Two weeks ago, the structure had its biggest boost ever, when the National Trust for Historic Preservation announced that it would put the building on its 11 Most Endangered List. The cause, which was generating tons of publicity around the world, gained dozens of new stories and mentions. However, in a rush job, Delta and the Port Authority of New York and New Jersey began to tear down the approach road to the building, as well as part of its iconic saucer roof. Sadly, a worker was injured and the work stopped temporarily, though asbestos abatement is now being done to the building, which was the home of the first commercial flight of the 747.

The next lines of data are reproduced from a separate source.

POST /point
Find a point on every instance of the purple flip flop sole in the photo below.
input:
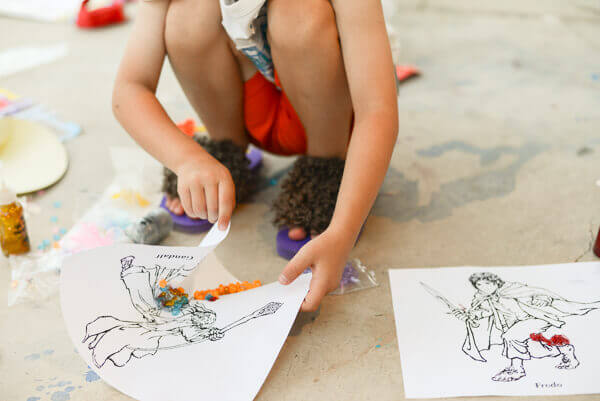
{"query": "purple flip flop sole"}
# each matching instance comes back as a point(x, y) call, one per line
point(184, 223)
point(288, 248)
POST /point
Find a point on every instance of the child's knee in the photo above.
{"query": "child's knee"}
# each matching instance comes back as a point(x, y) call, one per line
point(300, 25)
point(192, 26)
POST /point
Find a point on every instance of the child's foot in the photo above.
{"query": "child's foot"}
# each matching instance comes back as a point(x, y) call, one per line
point(308, 195)
point(231, 156)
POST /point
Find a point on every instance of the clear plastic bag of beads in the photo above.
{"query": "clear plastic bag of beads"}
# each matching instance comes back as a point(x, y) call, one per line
point(356, 277)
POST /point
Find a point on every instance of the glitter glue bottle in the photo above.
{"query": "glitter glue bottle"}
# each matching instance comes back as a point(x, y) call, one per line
point(13, 234)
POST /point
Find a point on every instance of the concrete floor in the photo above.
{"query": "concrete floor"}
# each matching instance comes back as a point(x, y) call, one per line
point(496, 164)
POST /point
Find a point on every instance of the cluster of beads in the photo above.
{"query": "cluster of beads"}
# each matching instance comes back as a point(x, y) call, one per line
point(231, 288)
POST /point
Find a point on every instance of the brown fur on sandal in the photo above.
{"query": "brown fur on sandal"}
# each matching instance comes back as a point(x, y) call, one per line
point(231, 156)
point(309, 193)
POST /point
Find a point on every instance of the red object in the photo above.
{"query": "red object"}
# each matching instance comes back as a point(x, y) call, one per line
point(403, 72)
point(597, 245)
point(556, 340)
point(270, 118)
point(109, 15)
point(188, 127)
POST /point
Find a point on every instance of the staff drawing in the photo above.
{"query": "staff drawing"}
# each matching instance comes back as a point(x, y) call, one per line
point(516, 316)
point(118, 341)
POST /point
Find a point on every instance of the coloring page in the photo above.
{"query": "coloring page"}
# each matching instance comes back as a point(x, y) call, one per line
point(499, 330)
point(195, 350)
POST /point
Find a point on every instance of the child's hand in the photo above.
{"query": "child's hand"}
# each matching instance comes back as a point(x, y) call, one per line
point(206, 189)
point(326, 255)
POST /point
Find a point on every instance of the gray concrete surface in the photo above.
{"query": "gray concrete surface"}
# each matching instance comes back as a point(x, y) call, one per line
point(496, 164)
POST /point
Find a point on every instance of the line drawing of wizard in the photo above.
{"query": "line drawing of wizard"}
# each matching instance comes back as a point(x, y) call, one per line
point(516, 316)
point(118, 341)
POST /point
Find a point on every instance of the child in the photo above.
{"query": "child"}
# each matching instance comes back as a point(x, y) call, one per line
point(337, 108)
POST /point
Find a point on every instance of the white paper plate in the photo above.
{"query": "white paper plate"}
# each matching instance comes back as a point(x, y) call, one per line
point(32, 156)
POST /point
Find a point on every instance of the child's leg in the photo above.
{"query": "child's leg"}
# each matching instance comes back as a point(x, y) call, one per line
point(203, 60)
point(307, 55)
point(200, 54)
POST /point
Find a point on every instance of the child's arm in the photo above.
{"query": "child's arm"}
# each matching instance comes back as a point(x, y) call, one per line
point(205, 186)
point(369, 67)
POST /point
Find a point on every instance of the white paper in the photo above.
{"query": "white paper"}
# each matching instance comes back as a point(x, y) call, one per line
point(40, 10)
point(444, 355)
point(212, 350)
point(17, 59)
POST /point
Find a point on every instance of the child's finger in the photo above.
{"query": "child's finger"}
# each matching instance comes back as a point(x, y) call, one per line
point(212, 202)
point(313, 299)
point(198, 202)
point(295, 267)
point(226, 203)
point(186, 201)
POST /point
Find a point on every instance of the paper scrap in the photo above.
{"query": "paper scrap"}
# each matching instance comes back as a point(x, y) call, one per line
point(22, 58)
point(211, 350)
point(475, 331)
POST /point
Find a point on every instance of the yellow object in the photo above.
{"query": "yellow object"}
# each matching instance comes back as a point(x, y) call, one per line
point(131, 197)
point(31, 155)
point(13, 233)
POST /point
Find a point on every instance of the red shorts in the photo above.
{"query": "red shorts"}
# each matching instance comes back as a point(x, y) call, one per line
point(270, 119)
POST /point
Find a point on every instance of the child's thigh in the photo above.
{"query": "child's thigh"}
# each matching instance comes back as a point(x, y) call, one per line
point(192, 25)
point(293, 23)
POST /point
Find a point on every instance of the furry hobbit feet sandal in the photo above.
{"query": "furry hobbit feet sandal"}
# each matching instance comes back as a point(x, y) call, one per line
point(307, 200)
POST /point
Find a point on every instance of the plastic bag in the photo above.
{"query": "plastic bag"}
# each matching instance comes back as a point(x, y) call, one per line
point(355, 277)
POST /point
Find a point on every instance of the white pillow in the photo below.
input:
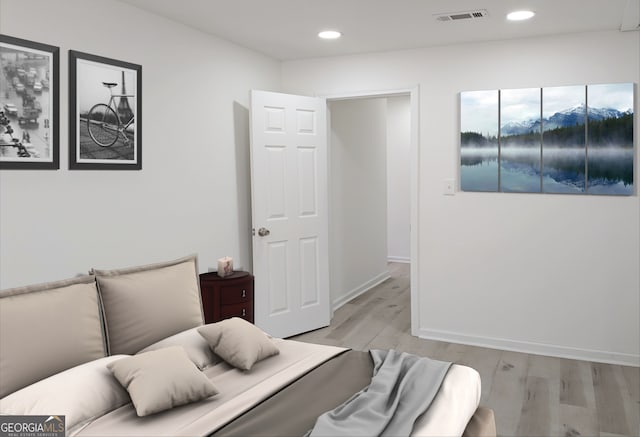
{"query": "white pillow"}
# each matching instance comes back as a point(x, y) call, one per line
point(196, 347)
point(81, 394)
point(238, 342)
point(162, 379)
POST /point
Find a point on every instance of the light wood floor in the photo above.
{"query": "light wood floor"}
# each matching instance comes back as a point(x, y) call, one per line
point(531, 395)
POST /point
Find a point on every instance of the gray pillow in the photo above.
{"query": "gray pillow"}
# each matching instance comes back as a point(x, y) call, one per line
point(238, 342)
point(47, 328)
point(145, 304)
point(161, 379)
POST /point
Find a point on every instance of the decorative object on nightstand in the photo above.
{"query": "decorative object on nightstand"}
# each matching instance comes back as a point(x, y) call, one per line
point(228, 296)
point(225, 266)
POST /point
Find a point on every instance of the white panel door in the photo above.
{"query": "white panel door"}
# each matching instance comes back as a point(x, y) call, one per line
point(289, 212)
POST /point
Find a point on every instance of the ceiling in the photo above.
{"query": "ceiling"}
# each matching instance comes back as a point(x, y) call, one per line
point(287, 29)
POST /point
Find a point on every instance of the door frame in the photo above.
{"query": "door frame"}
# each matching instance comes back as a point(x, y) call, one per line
point(414, 104)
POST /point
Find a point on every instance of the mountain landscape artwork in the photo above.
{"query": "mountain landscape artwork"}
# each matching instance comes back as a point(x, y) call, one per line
point(569, 139)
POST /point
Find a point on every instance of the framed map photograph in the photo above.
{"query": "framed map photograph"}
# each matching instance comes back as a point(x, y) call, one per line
point(105, 111)
point(29, 105)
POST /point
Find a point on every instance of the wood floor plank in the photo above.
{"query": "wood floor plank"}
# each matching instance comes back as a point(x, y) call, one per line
point(535, 417)
point(577, 421)
point(508, 391)
point(572, 384)
point(611, 412)
point(629, 393)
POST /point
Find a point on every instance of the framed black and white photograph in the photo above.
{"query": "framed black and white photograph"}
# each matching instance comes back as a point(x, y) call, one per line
point(105, 113)
point(29, 105)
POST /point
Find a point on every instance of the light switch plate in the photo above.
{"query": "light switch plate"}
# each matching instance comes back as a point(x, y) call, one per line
point(449, 187)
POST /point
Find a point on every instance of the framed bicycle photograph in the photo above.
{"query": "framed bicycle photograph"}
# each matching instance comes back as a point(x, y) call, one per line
point(29, 105)
point(105, 113)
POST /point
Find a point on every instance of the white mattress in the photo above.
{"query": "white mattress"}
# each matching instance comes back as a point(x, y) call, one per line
point(239, 391)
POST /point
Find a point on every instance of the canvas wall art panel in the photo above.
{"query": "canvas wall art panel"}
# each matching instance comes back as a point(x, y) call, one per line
point(520, 140)
point(557, 140)
point(564, 139)
point(610, 139)
point(479, 141)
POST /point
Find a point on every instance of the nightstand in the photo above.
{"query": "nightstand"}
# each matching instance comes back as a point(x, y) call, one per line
point(231, 296)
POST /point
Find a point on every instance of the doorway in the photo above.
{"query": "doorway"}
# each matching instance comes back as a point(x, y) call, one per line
point(373, 184)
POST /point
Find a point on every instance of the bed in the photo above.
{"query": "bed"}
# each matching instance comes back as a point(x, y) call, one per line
point(125, 352)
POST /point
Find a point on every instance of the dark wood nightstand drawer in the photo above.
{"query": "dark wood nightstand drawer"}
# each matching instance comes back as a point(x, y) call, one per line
point(231, 295)
point(244, 310)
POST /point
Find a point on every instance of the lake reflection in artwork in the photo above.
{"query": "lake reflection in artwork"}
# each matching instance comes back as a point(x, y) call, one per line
point(570, 139)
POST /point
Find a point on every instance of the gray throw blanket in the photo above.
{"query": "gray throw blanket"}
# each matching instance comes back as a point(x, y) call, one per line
point(402, 388)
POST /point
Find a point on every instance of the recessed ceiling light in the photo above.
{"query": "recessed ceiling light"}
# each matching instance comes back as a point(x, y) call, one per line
point(520, 15)
point(329, 34)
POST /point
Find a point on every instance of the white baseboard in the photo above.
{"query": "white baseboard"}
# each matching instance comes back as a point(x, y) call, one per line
point(533, 348)
point(352, 294)
point(398, 259)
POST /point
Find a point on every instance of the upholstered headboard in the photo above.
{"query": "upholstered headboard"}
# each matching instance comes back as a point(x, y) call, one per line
point(145, 304)
point(48, 328)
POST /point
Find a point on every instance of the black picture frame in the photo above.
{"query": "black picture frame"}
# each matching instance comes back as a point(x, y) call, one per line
point(105, 113)
point(30, 102)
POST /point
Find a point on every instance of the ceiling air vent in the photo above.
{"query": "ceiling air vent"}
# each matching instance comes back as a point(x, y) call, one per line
point(466, 15)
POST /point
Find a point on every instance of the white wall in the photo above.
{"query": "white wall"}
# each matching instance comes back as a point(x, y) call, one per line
point(358, 197)
point(192, 195)
point(555, 274)
point(398, 178)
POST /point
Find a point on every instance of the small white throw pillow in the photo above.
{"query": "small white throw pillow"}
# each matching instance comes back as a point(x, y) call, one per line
point(238, 342)
point(161, 379)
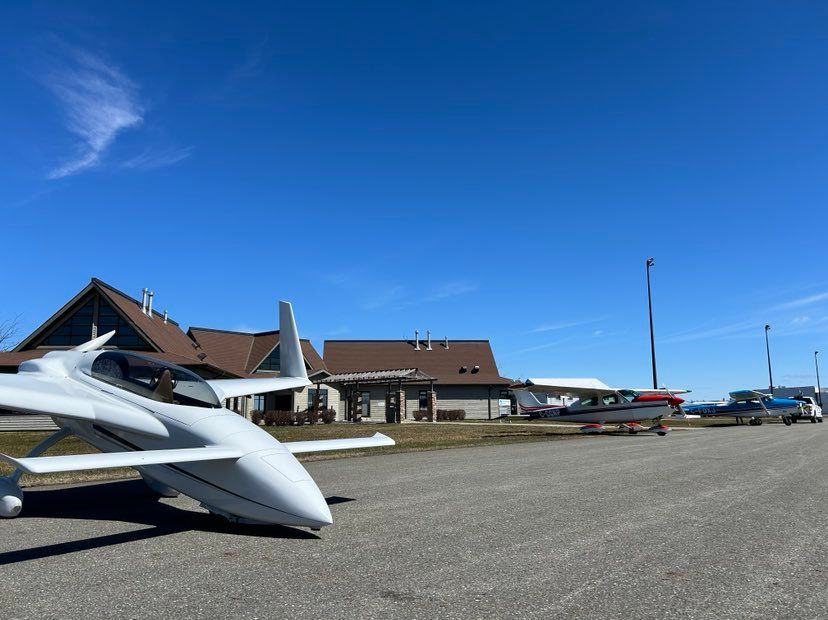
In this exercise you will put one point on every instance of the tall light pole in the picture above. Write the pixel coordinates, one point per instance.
(767, 348)
(650, 263)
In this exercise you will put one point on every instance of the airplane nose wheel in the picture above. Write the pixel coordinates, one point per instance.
(11, 498)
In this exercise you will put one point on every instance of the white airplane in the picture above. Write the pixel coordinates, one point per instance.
(598, 404)
(748, 404)
(170, 425)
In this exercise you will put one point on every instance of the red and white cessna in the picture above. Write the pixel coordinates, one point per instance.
(597, 404)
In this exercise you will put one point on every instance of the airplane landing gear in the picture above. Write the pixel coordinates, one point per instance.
(11, 498)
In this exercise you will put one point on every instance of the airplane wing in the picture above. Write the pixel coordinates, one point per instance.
(742, 395)
(291, 361)
(230, 388)
(580, 387)
(105, 460)
(41, 396)
(322, 445)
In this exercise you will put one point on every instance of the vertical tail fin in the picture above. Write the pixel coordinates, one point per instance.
(291, 360)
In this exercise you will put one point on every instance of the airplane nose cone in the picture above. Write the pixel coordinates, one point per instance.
(295, 492)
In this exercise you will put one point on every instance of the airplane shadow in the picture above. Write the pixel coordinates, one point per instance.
(129, 501)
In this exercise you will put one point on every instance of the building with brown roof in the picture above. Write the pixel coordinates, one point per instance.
(257, 354)
(464, 374)
(100, 307)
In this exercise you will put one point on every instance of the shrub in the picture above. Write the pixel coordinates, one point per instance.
(278, 418)
(451, 414)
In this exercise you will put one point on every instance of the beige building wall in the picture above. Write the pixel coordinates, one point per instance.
(473, 399)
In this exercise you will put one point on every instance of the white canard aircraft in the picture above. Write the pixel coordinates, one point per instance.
(598, 404)
(170, 425)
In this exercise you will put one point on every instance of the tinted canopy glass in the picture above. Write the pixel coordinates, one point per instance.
(152, 378)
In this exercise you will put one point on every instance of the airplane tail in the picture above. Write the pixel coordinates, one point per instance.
(291, 360)
(528, 402)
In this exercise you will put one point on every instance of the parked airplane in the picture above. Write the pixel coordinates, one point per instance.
(598, 404)
(170, 425)
(748, 404)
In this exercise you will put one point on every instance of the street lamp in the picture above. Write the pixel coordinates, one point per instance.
(767, 348)
(650, 263)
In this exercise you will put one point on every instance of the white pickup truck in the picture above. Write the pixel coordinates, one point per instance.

The case for the history of the building has been made in dozens of ways, from its engineering to artistry. It appeared as a star in James Bond films, and was an actual backdrop to many historic trips. It also is historic because of the ACTUAL history that happened there. It is well known for being the spot where the Beatles landed, but it was also the scene of dozens of historic flight arrivals and departures, from Jonestown, Guyana to the Shah of Iran. As Pan Am’s terminal to the world’s greatest city and the home of the United Nations, it became an icon.
Repeat: Most importantly, it is the JFK building that was used by the Kennedy family. Does that matter?
Since the Endangered List began, numerous proposals have been floated for the terminal. One of the most interesting ideas is to remove ALL of the back (added in 1970 for jumbo jets like the 747) and keep the smaller rotunda, which is the original part anyway. This is an interesting one from broker Mark Jerusalem:
I think Delta is incredibly well positioned to benefit from this landmark should your company agree to a refurbishment of the “saucer” section of the terminal.
One of my visions for JFK’s Terminal 3 is for Delta to repurpose the original structure that opened in 1960 as an stand-alone facility for your most prestigious long haul flights (LHR including VS code-shares, NRT, transcons including LAX and SFO). DL could provide exclusive lounges and duty free shopping in this terminal with seamless connections between Terminals 2 and 4. As there is limited space to park wide-body aircraft at the “saucer”, just having 5 – 8 gates to serve flights to your most lucrative destinations from Terminal 3 would provide Delta with the kind of competitive and distinctive edge you seek in the NYC market. I picture a terminal as sleek and unique as the refurbished St. Pancras train station in London blending a historically important gateway with contemporary functional design.
I hope that you will consider the numerous proposed concepts and suggestions you have received for this building at JFK. To tear down this historically significant landmark to make room for an aircraft parking lot seems to me to be such a lost opportunity. I would love to see Delta taking the best of its history and using it to the airline’s ultimate advantage well into the future!
Delta, which gained so much from its purchase of Pan Am, still has time to do the right thing by the building.
In a press release, the group’s Kal Savi said that the rotunda takes a small share of the acreage at JFK. “It only consumes four of the 48 acres on the Terminal 3 site, so land constraint should be a non-issue,” said Savi. “The former TWA terminal was saved, and we feel the rotunda is equally significant in terms of historic, architectural and cultural merit, and after renovations, can be put back into revenue-generating use.”
“Right now our best approach is to raise even more awareness,” said the group’s co-founder and organizer Anthony Stramaglia, also in the release. “The ad will argue that Delta and the Port Authority can find a workable solution to save the building, which will not only benefit historic preservation, but will create even more jobs.” Stramaglia says the ad will run whether the building stands or falls because the group feels an injustice is being done.
And in spite of the fact that the Port Authority and Delta want it down now, its not down until its down. That’s the oldest rule in historic preservation.
Plus, in a recovering economy and booming stock market, Delta’s share price is stuck about where it was in 2008. It needs a little oomph.